I decided that I didn’t like the word copies, and would instead call them summons. Making a summons was summoning, while teleporting an existing creature was calling.
It was also important to note that summons weren’t the originals. They had much of the same skills and knowledge, but none of the same experiences. In other words, a human summons might know fire was hot, because the original once burned themselves, but wouldn’t have any memory of that event. Furthermore, they were literally made from my magic, something that I had an inherent control over, and that control persisted into the summons.
They started off as something in between an automaton and a true copy of the creature they were based off of. I imagined that it was sort of like using clone troopers; obviously intelligent and human, but lacking a certain essential something that made them alive instead of just living. If I didn’t want them to change, if I wanted to keep them as semi-static mana patterns, they didn’t even need to eat. Just absorb enough ambient mana, or get topped off enough by me to avoid their mana patterns from slowly falling apart.
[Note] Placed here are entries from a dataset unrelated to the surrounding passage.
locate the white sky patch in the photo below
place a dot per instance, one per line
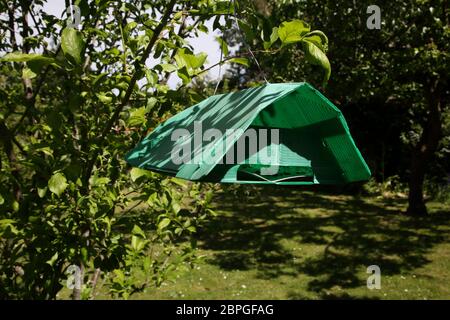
(203, 43)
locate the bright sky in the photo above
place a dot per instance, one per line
(204, 43)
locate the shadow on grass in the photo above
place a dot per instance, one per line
(348, 233)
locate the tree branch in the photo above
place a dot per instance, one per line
(136, 76)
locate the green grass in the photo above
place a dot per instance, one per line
(283, 243)
(287, 243)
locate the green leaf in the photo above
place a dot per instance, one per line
(137, 117)
(274, 35)
(318, 38)
(242, 61)
(186, 59)
(57, 183)
(27, 57)
(53, 259)
(96, 181)
(104, 98)
(151, 102)
(136, 173)
(316, 56)
(27, 73)
(223, 46)
(138, 231)
(163, 223)
(42, 192)
(72, 44)
(167, 67)
(292, 31)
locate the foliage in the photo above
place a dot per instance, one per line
(73, 101)
(391, 84)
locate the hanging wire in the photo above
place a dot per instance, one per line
(236, 20)
(221, 54)
(246, 44)
(71, 12)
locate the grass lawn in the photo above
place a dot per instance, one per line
(284, 243)
(287, 243)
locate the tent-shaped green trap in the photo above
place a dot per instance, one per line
(287, 134)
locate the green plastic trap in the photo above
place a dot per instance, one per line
(287, 134)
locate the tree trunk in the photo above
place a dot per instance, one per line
(423, 153)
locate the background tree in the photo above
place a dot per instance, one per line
(391, 84)
(68, 114)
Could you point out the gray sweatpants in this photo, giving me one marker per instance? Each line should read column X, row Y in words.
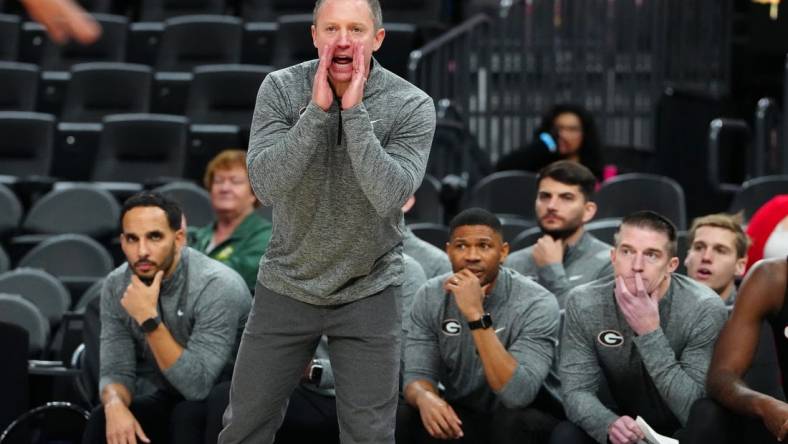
column 280, row 339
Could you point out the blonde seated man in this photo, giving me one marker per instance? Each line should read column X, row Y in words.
column 718, row 254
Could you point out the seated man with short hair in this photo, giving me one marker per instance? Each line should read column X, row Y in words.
column 489, row 336
column 565, row 256
column 171, row 321
column 717, row 254
column 648, row 332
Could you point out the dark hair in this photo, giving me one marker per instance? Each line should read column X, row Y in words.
column 475, row 216
column 651, row 220
column 152, row 199
column 570, row 173
column 591, row 149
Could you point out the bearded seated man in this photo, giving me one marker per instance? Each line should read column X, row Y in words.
column 565, row 256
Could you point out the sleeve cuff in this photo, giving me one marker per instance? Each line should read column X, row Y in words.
column 551, row 272
column 517, row 392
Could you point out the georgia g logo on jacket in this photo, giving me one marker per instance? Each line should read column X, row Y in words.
column 451, row 327
column 610, row 338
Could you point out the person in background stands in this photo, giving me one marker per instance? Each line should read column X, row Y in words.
column 239, row 236
column 565, row 256
column 647, row 332
column 489, row 336
column 717, row 253
column 171, row 321
column 566, row 132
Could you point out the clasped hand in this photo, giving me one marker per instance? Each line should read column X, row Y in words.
column 640, row 310
column 322, row 92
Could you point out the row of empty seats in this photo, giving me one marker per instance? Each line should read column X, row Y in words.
column 181, row 43
column 150, row 10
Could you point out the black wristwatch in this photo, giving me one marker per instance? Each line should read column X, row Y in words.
column 484, row 322
column 151, row 324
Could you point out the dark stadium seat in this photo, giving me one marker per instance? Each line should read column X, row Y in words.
column 506, row 193
column 604, row 229
column 46, row 293
column 419, row 12
column 53, row 422
column 80, row 208
column 27, row 143
column 257, row 10
column 24, row 314
column 756, row 192
column 225, row 94
column 99, row 89
column 511, row 227
column 436, row 234
column 427, row 207
column 5, row 261
column 57, row 254
column 110, row 47
column 259, row 40
column 394, row 54
column 11, row 216
column 627, row 193
column 682, row 247
column 293, row 40
column 13, row 373
column 158, row 10
column 9, row 36
column 194, row 40
column 141, row 147
column 194, row 200
column 18, row 86
column 525, row 239
column 93, row 292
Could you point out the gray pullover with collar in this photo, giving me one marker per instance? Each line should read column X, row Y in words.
column 585, row 261
column 657, row 376
column 337, row 181
column 439, row 346
column 204, row 305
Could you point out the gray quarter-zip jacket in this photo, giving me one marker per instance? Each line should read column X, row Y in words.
column 657, row 376
column 337, row 181
column 586, row 261
column 439, row 346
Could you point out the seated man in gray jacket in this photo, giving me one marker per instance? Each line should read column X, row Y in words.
column 171, row 321
column 648, row 332
column 488, row 335
column 565, row 256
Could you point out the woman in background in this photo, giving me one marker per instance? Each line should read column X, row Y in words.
column 566, row 132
On the other hand, if I fed them food, allowed them new experiences, and basically just wanted them to then over time they would grow more and more alive. I had a few long-term experiments running to verify my suspicions that given enough time, enough life, they would eventually become true creatures which could serve as originals to call or summon off of.
It was far easier to perform summonings at a distance than it was to teleport a creature to a place where I wasn’t. The trick was that I had to use a bond to target it. In other words, I could summon a creature to me (via the original’s bond to me), next to the original (ditto), next to a different creature (via that creature’s bond to me, though that was difficult) or to one of my bonded lands (though the exact location wasn’t too accurate for that last one).
Once I figured out how to do that, it didn’t take too many Science!s to figure out how to Push not just summonings but callings as well. Pushing, of course, being the term for summoning or calling to a place where I was not located, as opposed to a simple summoning or calling to where I was.
This allowed another defense against Exile. Should someone manage to get past the Stability defense, there was a second layer, a spell I called Asylum. It was a dual-buffered pre-prepared teleportation spell set to send the creature on which it was applied to Harrenhal. Basically, it had both an empty buffer to accept any extra energy that the enemy who tried to exile them was applying so the teleportation couldn’t get overly full, and a full buffer to perform an immediate teleportation to a land inside the greater territory of Harrenhal.
Once I had that working on the Science!s, and had upgraded all of my friends and loyal creatures to defend against enemies who could exile them, I felt like I might be able to teleport myself without too much fear.
I just had some preparations to do first, just to be safe.